Eaux Claires, Saturday, after sunset. The ticket stand was close to abandoned; the workers were joking around as I paid cash for a second ticket. The murmur of the crowd echoed in the valley. Walking down into the field, parts of the path were so dark I couldn’t see my hands.
“Here?” I asked my friend. Close enough to see, far enough away to watch.
“Sure.”
She took off her sweater and spread it across the grass. People around us sat, then stood, then sat again. Some were laughing. A few were smoking. The heat had finally broken. Muggy, expectant starlight now.
The crowd shrieked itself into ecstasy as a figure took the stage. It was festival narrator and beautifully talented local author Michael Perry, lit up from behind like a rock star. “Good to see you here. Everybody’s gathered round for…” and his voice sharpened: “vespers.”
Perry offered a brief meditation on the nature of neighbors, of the valley, of music. “And so here we are, cradled by a river in a sanctuary of sound, craving consecration, exultation, on bended knee, seeking benediction.” About halfway through, electronic noises began spattering away behind his baseball cap. New Bon Iver backup singers The Staves listened, their arms around each other. Everything felt tuned to a higher pitch. In more ways than one, the stage was set.
The last Bon Iver show was in 2012. Since then, Justin Vernon has given conflicting answers about whether his band’s hiatus will ever end.
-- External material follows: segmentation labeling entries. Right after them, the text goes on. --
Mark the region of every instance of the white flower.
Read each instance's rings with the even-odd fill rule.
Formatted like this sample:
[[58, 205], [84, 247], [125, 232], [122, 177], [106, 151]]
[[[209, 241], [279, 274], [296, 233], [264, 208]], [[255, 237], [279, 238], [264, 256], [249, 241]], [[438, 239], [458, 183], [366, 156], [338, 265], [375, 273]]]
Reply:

Lots of people have trouble reconciling his seemingly contradictory statements, but I…don’t. Here’s how I see it: Justin Vernon is a massive brilliant dork who has found fame to be just as constricting as it is liberating. He is currently exploring how he can best make it work for him and for his community. And that exploration is an ongoing process. Seen through that lens, to me, it all just makes sense. I honestly don’t think he has a big grand plan. He’s just following his intuition, and his intuition is right.
So in this context of rebirth and renewal, it was interesting that he chose to start with Heavenly Father, the only piece Bon Iver had released during their hiatus. In this context, in this night, the act of beginning with new stuff came across as a tentative admission: Bon Iver isn’t done yet. It’s just liquefying into a new stage.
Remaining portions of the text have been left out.